Читать книгу Machine Learning Techniques and Analytics for Cloud Security - Группа авторов - Страница 54

3.2 Related Methods

Оглавление

Linear regression and LR both are statistical methods widely used by ML algorithms. Linear regression is effective for regression or for prediction of values continuous in nature, whereas LR is effective in both regression and classification problems. However, it is widely used mainly in the domain of classification algorithm. Models of regression seek to project values on the basis of independent characteristics. The key distinction which makes them different is when the dependent variables are assumed to be binary; LR is useful. However, when dependent variables are continuous, linear regression seems to be more effective.

In mathematics, linear models are well defined. For the purpose of predictive analysis, this model is commonly used nowadays. It uses a straight line to primarily address the relationship between a predictor and a dependent variable used as target. Basically, there exists two categories of linear regression, one is known as simple linear regression and the other one is known as multiple regressions. In linear regression, there could be independent variables which are either of type discrete or continuous, but it will have the dependent variables of type continuous in nature. If we assume that we have two variables, X as an independent variable and Y as a dependent variable, then a perfectly suited straight line is fit in linear regression model which is determined by applying a mean square method for finding the association between the independent variable X and the dependent variable Y. The relationship between them is always found to be linear. The key point is that in linear regression, the number of independent variable is one, but in case of multiple regressions, it can be one or more.

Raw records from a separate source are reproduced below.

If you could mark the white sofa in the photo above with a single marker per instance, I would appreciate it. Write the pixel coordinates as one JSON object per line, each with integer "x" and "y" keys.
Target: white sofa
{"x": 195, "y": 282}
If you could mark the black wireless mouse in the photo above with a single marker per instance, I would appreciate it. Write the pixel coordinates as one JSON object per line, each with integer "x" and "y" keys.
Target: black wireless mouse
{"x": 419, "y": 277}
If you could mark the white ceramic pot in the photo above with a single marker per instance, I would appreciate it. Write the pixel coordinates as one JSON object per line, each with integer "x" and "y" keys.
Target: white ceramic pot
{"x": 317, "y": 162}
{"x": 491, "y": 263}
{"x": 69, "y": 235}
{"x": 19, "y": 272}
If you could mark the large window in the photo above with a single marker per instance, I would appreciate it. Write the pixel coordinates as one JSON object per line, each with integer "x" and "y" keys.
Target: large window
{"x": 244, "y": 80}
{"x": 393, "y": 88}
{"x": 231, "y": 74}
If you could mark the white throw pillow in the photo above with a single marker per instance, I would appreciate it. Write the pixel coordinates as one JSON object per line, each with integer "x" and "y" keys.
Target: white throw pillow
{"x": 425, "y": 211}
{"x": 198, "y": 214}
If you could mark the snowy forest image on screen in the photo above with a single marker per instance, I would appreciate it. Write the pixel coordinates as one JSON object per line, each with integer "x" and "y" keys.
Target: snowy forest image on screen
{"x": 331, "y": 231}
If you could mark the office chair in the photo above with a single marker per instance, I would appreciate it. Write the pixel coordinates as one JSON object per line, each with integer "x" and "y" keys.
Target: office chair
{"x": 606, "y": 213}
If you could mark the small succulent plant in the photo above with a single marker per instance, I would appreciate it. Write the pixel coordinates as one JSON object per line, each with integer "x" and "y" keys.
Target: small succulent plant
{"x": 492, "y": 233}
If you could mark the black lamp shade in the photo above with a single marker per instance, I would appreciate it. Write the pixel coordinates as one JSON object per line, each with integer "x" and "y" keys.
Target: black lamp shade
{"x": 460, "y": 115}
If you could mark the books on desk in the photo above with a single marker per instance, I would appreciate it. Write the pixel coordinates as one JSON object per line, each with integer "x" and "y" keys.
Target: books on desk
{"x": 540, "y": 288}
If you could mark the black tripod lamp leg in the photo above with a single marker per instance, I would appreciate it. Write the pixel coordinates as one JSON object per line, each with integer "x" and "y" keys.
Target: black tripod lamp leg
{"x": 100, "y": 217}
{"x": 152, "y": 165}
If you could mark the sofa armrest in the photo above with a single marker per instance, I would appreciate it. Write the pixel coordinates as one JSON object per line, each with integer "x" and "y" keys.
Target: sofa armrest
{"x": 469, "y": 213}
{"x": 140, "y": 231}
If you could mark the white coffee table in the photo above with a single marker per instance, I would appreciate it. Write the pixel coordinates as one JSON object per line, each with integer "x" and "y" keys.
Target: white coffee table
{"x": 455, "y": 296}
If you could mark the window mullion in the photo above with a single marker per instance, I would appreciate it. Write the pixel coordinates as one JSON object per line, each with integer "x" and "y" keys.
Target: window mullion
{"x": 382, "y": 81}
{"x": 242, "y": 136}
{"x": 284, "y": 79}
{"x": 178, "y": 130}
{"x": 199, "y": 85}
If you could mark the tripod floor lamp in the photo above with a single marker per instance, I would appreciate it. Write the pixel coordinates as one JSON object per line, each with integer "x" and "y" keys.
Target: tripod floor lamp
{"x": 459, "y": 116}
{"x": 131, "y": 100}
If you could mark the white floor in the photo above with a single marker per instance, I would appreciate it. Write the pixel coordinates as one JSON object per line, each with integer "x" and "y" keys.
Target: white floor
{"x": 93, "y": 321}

Although LR is commonly utilized for classification but it can effectively be applied in the field of regression also. The respondent variable being binary in nature can appear to any of the classes. The dependent variables aid in the process of predicting categorical variables. When there exists two classes and it is required to check where a new data point should belong, then a computing algorithm can determine the probability which ranges 0 to 1. LR model calculates the score of weighted summation of input and is given to the sigmoid function which activates a curve. The generated curve is popularly known as sigmoid curve (Figure 3.1). The sigmoid function also known as logistic function generates a curve appears as a shapes like “S” and acquires any value which gets converted in the span of 0 and 1. The traditional method followed here is that when the output generated by sigmoid function is greater than 0.5, then it classifies it as 1, and if the resultant value is lower than 0.5, then it classifies it to 0. In case the generated graph proceeds toward negative direction, then predicted value of y will be considered as 0 and vice versa.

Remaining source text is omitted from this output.